When Family Trust Disputes Put Elderly Beneficiaries at Risk: A Nassau County Case

by | Mar 16, 2026 | Firm News |

Disputes over the administration of family trusts often arise when the interests of beneficiaries, trustees, and other family members diverge. In some cases, the conflict becomes so severe that court intervention is required to protect vulnerable beneficiaries and ensure that trust assets are administered properly. A recently filed proceeding in the Supreme Court of the State of New York illustrates how such disputes can unfold when questions arise regarding the creation and management of a trust, the financial security of elderly individuals, and the transparency of a trustee’s actions.

The matter concerns the administration of an irrevocable trust that was created during a period when the elderly grantor was hospitalized and receiving medical treatment. The trust was established through the use of a power of attorney by a family member who then assumed the role of trustee. Following the creation of the trust, substantial assets belonging to the grantor—including the marital residence and financial accounts—were transferred into the trust. The petitioner, who is the spouse of the grantor and a beneficiary of the trust, alleges that neither she nor the grantor were meaningfully consulted regarding the creation of the trust or the transfer of assets. Prior to the establishment of the trust, the petitioner had managed the household finances and handled the couple’s routine financial obligations.

According to the petition filed with the court, the trust was not structured or administered in a manner intended to safeguard the financial well-being of the elderly couple. Instead, the petitioner alleges that the trust operates in a way that leaves essential financial decisions within the sole discretion of the trustee and fails to provide adequate assurances regarding the continued stability of the couple’s living arrangements and financial security. Concerns have also been raised regarding the absence of transparency in the administration of the trust, including the lack of clear information regarding the income generated by trust assets and the manner in which those assets are being managed.

The petitioner further asserts that disputes and hostility among family members have created circumstances that interfere with the orderly administration of the trust. The allegations describe an environment of distrust and conflict that has undermined the ability of the trustee and beneficiaries to work cooperatively. Courts have long recognized that extreme hostility between a trustee and beneficiaries may justify judicial intervention, particularly where such animosity threatens to impede the proper execution of the trust.

In addition to the broader dispute regarding the administration of the trust, the petitioner has raised concerns about the financial obligations associated with the marital residence. The residence remains subject to a residential mortgage that was incurred in the grantor’s name prior to the transfer of assets into the trust.

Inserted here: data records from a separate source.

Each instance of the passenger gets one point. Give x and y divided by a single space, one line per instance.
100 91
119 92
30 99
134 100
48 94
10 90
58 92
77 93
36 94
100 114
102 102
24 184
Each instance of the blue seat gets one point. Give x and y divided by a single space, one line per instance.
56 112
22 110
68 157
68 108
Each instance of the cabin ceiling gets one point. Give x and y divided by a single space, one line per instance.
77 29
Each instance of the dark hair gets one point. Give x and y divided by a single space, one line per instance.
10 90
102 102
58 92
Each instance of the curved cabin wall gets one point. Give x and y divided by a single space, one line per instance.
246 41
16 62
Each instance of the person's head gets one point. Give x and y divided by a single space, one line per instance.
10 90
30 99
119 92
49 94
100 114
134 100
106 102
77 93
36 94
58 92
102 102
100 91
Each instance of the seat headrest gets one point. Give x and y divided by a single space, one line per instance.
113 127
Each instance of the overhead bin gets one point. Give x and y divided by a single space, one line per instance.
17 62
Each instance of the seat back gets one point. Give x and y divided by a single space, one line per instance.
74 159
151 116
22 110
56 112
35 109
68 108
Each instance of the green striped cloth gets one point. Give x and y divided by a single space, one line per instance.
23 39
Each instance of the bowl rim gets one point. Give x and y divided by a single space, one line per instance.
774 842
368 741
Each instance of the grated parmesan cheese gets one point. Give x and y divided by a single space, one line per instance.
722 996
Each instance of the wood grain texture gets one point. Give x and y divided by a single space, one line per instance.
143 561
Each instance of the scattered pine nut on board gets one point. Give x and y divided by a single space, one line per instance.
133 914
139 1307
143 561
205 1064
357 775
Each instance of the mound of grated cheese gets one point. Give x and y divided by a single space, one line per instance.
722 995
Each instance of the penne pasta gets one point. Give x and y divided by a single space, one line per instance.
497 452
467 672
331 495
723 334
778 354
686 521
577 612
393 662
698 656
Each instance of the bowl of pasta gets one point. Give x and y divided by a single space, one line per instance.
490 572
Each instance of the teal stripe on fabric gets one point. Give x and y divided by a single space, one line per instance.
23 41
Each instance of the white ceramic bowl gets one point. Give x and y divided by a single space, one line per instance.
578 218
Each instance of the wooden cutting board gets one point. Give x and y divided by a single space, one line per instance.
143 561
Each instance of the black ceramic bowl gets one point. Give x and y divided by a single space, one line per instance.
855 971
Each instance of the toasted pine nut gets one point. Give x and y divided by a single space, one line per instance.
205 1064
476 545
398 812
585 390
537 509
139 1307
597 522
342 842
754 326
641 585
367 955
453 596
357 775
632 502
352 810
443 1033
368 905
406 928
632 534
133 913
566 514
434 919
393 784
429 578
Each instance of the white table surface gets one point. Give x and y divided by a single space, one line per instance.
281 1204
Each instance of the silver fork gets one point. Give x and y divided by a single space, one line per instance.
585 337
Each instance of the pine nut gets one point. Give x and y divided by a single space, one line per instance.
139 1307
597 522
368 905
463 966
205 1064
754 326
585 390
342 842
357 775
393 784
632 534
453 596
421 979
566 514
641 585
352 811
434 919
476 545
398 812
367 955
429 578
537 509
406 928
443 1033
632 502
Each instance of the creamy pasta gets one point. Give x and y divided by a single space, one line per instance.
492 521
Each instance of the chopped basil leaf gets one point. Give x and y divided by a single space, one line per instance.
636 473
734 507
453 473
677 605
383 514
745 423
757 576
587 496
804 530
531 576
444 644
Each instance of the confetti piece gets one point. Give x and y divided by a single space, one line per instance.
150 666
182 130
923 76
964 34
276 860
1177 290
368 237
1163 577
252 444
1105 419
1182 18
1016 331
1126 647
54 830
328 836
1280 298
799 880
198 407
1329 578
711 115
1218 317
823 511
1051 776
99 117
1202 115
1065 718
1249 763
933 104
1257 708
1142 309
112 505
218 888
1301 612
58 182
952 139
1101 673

Questions have arisen regarding whether the lender has been notified of the transfer of the property into the trust, as many residential mortgage agreements contain provisions that permit a lender to accelerate the loan if ownership of the property is transferred without notice or consent. The petitioner alleges that uncertainty surrounding the payment of the mortgage and the administration of the property has created a risk that the residence could become subject to acceleration or foreclosure, potentially placing the elderly occupants in jeopardy.

Given these circumstances, the petitioner commenced a proceeding seeking judicial relief relating to the administration of the trust. Among other things, the petitioner seeks the removal of the trustee and the appointment of an independent fiduciary to administer the trust in a neutral and transparent manner. The petition also requests court intervention to ensure that financial information regarding the trust is disclosed and that appropriate measures are taken to safeguard the assets of the trust and the welfare of the elderly individuals whose financial security is at stake.

The court has issued an order directing the respondents to appear and show cause why the requested relief should not be granted. In addition, the petitioner seeks interim measures intended to stabilize the financial situation while the litigation proceeds, including oversight of the trust’s finances and the appointment of a neutral fiduciary. The petitioner also asks the court to consider the appointment of a guardian ad litem to represent the interests of the elderly grantor, given questions that have arisen concerning his age, health, and ability to participate meaningfully in decisions affecting the administration of his assets.

Cases involving the administration of family trusts frequently present difficult questions for courts, particularly when the dispute arises within the context of family relationships and the care of elderly individuals. Trustees are fiduciaries who are obligated to act with loyalty, prudence, and transparency in the management of trust assets. When allegations arise that a trustee has failed to fulfill those obligations, courts may intervene to protect beneficiaries and ensure that the purposes of the trust are carried out. The litigation now pending before the court will require careful consideration of these issues, including whether the administration of the trust has been conducted in a manner consistent with the fiduciary duties imposed under New York law and whether the appointment of a neutral fiduciary is necessary to restore confidence in the management of the trust.